# still having shedding problem :(



## j.sawyer48 (Aug 26, 2011)

i forgot to mention daily soaks in the tubb if anyone can help please do 

http://www.youtube.com/watch?v=mXBnKBwuodU


----------



## Bubblz Calhoun (Aug 26, 2011)

_Tails are usually the last to shed, sometimes just before or even into the next shed when they're small. Does he like to burrow? If so I would concentrate more on keeping the substrate moist instead of bathing everyday. Does he use the hide box that you mentioned in the video? 
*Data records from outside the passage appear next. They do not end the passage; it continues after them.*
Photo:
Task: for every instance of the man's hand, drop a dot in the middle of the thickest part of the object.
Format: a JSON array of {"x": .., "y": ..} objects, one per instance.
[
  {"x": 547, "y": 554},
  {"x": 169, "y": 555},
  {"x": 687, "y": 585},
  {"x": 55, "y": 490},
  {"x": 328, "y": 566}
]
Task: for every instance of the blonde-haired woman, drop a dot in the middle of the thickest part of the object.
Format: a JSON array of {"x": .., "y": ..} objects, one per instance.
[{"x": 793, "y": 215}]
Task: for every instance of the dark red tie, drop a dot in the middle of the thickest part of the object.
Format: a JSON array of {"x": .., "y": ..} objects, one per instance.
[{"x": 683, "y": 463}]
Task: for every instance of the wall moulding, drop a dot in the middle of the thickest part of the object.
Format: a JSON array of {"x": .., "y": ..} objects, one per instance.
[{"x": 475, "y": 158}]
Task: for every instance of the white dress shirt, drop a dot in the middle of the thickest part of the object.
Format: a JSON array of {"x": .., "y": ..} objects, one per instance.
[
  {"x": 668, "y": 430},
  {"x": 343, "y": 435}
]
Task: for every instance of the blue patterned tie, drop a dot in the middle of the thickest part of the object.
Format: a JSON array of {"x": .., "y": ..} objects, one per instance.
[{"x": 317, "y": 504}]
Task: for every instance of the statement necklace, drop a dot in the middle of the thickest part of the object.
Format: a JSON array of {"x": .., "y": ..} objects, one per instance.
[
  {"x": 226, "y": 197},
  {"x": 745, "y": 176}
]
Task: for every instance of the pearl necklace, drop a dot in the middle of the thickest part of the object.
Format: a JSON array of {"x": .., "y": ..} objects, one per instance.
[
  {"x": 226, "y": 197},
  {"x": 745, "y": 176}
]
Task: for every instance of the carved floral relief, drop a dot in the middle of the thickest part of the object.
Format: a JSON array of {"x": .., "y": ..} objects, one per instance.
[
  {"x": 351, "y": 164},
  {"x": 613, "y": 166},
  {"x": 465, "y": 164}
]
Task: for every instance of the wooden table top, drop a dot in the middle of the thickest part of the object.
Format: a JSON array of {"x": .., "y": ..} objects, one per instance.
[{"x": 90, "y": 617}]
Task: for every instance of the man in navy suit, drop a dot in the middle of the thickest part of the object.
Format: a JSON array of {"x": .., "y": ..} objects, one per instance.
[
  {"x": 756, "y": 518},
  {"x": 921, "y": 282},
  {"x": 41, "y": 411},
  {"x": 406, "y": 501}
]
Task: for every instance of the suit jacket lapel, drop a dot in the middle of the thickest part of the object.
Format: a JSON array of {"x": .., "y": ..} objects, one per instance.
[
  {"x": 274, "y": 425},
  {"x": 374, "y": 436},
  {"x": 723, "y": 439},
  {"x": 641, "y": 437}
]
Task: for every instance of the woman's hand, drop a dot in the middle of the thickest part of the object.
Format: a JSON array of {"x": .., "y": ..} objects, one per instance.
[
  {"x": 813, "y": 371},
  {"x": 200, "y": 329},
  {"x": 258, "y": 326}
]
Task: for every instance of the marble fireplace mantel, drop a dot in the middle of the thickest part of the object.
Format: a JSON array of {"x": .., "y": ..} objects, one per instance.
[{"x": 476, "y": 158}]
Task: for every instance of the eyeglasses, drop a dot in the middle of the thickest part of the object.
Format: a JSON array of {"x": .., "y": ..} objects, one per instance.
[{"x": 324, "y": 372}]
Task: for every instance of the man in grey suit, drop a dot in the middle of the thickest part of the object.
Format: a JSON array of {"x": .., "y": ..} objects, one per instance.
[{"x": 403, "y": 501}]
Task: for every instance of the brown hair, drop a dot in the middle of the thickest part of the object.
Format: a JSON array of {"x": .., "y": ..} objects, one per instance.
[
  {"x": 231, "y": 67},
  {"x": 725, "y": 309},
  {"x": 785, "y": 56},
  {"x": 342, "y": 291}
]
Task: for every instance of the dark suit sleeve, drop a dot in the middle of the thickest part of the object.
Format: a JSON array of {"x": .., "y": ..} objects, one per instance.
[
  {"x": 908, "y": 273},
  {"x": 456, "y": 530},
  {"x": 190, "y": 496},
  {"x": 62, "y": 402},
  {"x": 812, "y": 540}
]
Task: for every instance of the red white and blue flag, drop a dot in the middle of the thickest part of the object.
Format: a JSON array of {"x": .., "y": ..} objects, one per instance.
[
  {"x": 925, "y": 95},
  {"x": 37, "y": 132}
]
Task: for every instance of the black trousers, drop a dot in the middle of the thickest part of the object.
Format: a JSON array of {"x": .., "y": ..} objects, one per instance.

Also have you been able to add fish oil and veggies to his diet?_


----------



## j.sawyer48 (Aug 26, 2011)

yea thats were he sleeps all the time and his enclosure is normally a good 60 to 75 percent humidity
james.w suggested cod oil to put in his turkey but now im just tryin to figure out were to get that

and it looks like it cutting circulation off in his tail im startin to get scared he might lose it i dunno


----------



## Bubblz Calhoun (Aug 26, 2011)

_Cod liver Oil can be found in the Vitamins and health section in stores like Walmart, CVS, Rite Aide, GNC and Herbal stores. In either pill or liquid form, just make sure it's not flavored. Some people get the pills, poke a whole in it an squirt it on the food.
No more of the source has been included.